Larry Carlton : une musique datée qui prend date

Larry Carlton @ Marion Tisserand

Mais pour débuter cette soirée guitares, honneur à Larry Carlton. Seul sur scène le temps de quelques mesures - une intro facile (« Goodbye ») -, histoire de planter le décor avant que ne le rejoignent sur scène ses trois compères, Dennis Hamm (claviers), Travis Carlton à la basse et Gene Coye (batterie).
Datée, cette musique ? C’est ce qu’on se dit de prime abord, surtout sur un premier blues-rock façon John Mayall, ou quand ça ronronne à la George Benson, grand habitué des lieux. Et puis, au fil des morceaux, « Josie », « Gracias », « Room 335 » ou « Minute By minute », se reconstruit sous nos yeux un bel ensemble, tout en délicatesse, en pulsations retenues, en effets à peine suggérés, sous la férule du guitariste. Vient « Burnable » et sa célèbre « pompe ». Comme avant (ou après), Carlton abandonne les effets appuyés pour marcher sur la pointe des pieds. Entre les claviers, la batterie et la basse, tout se fait en douceur, plus smooth que jamais, un peu suranné peut-être, avec cette guitare qui vient à son tour butiner au milieu. Funk de bon aloi, sans rajouts. On va surtout s’en rendre compte avec l’étonnante performance de Gene Coye, drummer de génie au jeu étonnamment léché, multiple, qui lors d’un solo mémorable caresse ses toms ou ses cymbales dans un désordre dont lui seul détient la clef. Même Carlton, en final du morceau, ne peut s’empêcher de saluer publiquement cette discrète performance. En somme, dans ce concert un peu convenu, voire attendu, on a eu droit à un petit moment de grâce, le guitariste sachant s’allier les claviers de Hamm pour susurrer dans l’aigu, sans jamais s’appesantir, tel un chant d’oiseau. Le public ne s’y trompe pas, qui apprécie tout particulièrement l’osmose entre cette musique d’apparence simple, le beau coucher de soleil sur le Rhône, et les aimables images d’outre-Atlantique que le Carlton aime tant évoquer.

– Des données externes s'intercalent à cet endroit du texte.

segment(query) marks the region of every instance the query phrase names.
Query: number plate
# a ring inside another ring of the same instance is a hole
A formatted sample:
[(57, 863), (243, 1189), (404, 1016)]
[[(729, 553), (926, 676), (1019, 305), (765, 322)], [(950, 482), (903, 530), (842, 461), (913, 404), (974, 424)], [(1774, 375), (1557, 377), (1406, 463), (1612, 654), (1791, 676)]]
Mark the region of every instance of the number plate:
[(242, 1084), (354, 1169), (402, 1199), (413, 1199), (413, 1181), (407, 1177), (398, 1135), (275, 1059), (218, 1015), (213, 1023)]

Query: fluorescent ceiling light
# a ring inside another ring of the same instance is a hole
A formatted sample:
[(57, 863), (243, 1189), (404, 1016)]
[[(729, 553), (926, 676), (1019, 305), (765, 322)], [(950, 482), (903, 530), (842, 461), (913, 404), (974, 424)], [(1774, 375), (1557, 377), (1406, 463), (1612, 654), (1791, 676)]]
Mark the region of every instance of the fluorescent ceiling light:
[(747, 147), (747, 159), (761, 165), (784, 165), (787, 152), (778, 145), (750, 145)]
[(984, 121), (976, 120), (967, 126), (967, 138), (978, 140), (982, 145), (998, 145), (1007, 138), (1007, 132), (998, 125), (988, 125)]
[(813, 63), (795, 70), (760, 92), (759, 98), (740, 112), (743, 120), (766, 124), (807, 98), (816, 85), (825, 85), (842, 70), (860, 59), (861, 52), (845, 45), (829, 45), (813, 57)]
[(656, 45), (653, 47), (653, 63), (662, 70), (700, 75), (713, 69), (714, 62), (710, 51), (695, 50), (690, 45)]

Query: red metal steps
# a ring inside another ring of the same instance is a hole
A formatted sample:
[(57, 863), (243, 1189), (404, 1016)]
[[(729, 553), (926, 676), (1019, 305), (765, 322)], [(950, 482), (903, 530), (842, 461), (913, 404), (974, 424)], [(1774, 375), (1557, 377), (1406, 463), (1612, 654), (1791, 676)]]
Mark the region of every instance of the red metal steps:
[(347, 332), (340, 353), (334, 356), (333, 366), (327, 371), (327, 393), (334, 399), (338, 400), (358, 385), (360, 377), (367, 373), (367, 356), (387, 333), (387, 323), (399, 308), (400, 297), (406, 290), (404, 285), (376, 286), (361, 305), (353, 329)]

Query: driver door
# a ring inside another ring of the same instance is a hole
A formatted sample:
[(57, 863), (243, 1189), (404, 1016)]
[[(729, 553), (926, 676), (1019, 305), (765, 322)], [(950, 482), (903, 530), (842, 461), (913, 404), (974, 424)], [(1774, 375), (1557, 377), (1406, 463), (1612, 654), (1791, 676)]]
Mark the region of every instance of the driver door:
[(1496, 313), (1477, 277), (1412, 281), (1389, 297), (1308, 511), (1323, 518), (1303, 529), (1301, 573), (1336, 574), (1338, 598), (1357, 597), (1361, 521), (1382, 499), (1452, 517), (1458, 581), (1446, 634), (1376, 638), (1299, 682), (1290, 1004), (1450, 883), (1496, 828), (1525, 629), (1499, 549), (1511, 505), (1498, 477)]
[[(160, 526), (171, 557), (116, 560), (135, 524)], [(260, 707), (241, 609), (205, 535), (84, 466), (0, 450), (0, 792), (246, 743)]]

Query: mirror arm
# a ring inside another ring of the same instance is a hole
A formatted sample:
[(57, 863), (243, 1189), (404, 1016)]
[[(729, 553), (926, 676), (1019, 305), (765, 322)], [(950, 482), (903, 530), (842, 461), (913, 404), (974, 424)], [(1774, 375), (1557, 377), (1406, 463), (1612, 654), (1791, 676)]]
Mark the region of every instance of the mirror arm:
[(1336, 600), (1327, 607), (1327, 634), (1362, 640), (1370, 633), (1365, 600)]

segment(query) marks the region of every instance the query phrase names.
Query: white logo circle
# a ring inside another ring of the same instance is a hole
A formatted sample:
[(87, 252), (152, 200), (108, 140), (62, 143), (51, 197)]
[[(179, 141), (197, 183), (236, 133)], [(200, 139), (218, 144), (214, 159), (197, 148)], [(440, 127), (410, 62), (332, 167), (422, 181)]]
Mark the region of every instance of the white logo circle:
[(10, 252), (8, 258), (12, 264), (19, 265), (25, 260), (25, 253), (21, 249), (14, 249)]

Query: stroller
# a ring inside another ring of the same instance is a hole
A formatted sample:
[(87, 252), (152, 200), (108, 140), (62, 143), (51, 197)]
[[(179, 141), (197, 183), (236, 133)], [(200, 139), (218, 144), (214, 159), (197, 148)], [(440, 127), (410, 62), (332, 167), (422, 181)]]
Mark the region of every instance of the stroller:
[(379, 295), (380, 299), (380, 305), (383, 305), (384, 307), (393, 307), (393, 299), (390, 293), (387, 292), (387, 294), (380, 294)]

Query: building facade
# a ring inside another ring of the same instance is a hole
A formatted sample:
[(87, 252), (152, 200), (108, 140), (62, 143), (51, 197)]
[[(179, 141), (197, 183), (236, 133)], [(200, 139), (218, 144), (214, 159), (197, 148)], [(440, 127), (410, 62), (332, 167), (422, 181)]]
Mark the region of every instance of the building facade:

Rubalcaba – Al Di Meola : l’état de grâce

Al Di Meola © Marion Tisserand

A la nuit tombée, c’est au tour d’Al Di Meola d’entrer en jeu. Figure familière de Jazz à Vienne, où il a multiplié les concerts inattendus, eux - que ce soit avec de petites ou de grandes pointures - en laissant invariablement au public un souvenir inoubliable. Ce soir il ne dérogera pas à la règle : il convoque pour cette rencontre très latine deux étonnantes « petites mains », Orlando Maraca Valle à la flûte et Gonzalo Rubalcaba au piano. A quoi s’ajoutent une batterie, une guitare supplémentaire et un accordéon étonnant (Fausto Beccalossi). A eux six, ils construisent un édifice musical insolite, bâti sur les contrastes, qui atténue ce que la musique d’Al Di Meola peut contenir d’âpreté.
Rubalcaba va au-delà de ce qu’on attend de lui en apportant son toucher si particulier, auquel on est d’autant plus sensible durant un solo calé entre un thème de Jacques Tati et certaine petite musique de nuit… Le tout sur le ton de la confidence - ce qui, dans un théâtre bondé, a toujours des allures de performance.
Pour accentuer encore le syncrétisme, Di Meola sait s’extraire de ses compositions personnelles ou des thèmes latins connus pour annexer d’autres répertoires ; son interprétation du « Blackbird » des Beatles en dit long sur sa capacité à relire les standards.